3. Automatic car washes

Automatic car washes are a quick and convenient way of making your car look presentable. However, Leasing Options warn that the fast-spinning rollers in automatic car washes hold onto grit they’ve picked up from cars before yours and could damage your paintwork. This grit can cause super fine scratches on the paint and make the colour appear duller over time.


The same can be applied to self-service jet washes at your local fuel garage, say Leasing Options. The brush can contain elements of grit and stone where they have been left on the ground, and could mark your paint as you clean it.

4. Glass cleaners can cause window tint to peel

While you may assume that regular window cleaning sprays would work for your car windows, that may not be the case. Most glass window cleaners contain ammonia which, after consistent use, can break down any window tint and cause it to peel.

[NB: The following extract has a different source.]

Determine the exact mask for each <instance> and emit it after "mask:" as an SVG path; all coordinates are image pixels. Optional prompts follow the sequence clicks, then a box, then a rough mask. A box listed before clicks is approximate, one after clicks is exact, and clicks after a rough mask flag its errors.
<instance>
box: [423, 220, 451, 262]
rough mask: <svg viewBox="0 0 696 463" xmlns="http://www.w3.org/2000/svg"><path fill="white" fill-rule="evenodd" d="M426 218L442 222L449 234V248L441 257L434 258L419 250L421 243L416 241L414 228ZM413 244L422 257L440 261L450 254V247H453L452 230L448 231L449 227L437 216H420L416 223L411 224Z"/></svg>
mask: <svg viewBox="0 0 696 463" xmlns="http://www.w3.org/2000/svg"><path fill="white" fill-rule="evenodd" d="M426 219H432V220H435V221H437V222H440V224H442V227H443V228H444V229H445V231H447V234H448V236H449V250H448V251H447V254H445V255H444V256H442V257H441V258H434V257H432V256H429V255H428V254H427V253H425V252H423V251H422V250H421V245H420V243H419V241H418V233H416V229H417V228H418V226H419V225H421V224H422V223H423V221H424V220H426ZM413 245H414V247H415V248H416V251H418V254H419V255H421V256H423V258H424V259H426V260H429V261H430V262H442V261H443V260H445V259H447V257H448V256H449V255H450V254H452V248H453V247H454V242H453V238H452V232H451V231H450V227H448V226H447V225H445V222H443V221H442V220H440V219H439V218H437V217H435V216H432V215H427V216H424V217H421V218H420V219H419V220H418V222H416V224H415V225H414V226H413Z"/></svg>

These types of cleaners, if sprayed onto acrylic side mirrors, can cause the material to yellow over time. Instead, invest in a specially formulated glass cleaner.


5. Using a jet wash can damage paintwork

While jet washers are generally fine if they’re used correctly, misuse of them can cause costly damage to your car’s exterior. Spraying a pressure washer at a single spot for prolonged periods could cause marks due to the sheer force of the water.


Additionally, standing too closely with the jet wash could strip away the wax coating. A general rule is that the nozzle should always be at least a foot away from the paintwork.


6. Using the same rag again rubs grit into the car

It’s common practice to throw the rag you’ve dried your car with aside to dry and use again in the next car wash. However, grit and dust from where you’ve last washed your car may still be embedded in the fibres. Additionally some common towel material, such as tea or bath towels are abrasive, are too abrasive and can cause micro scratching on the clear coat. Instead, use a clean microfiber cloth and thoroughly wash in between uses to get the best, streak and scratch free finish.


Similarly, sponges can also hold on to any dirt, sand and grit and can rub this back into the paintwork if not removed correctly. The same can be applied to going between areas such as the wheels to your paintwork, so its best practice to use completely separate brushes for different areas of the car and change your water bucket as you switch the sponge.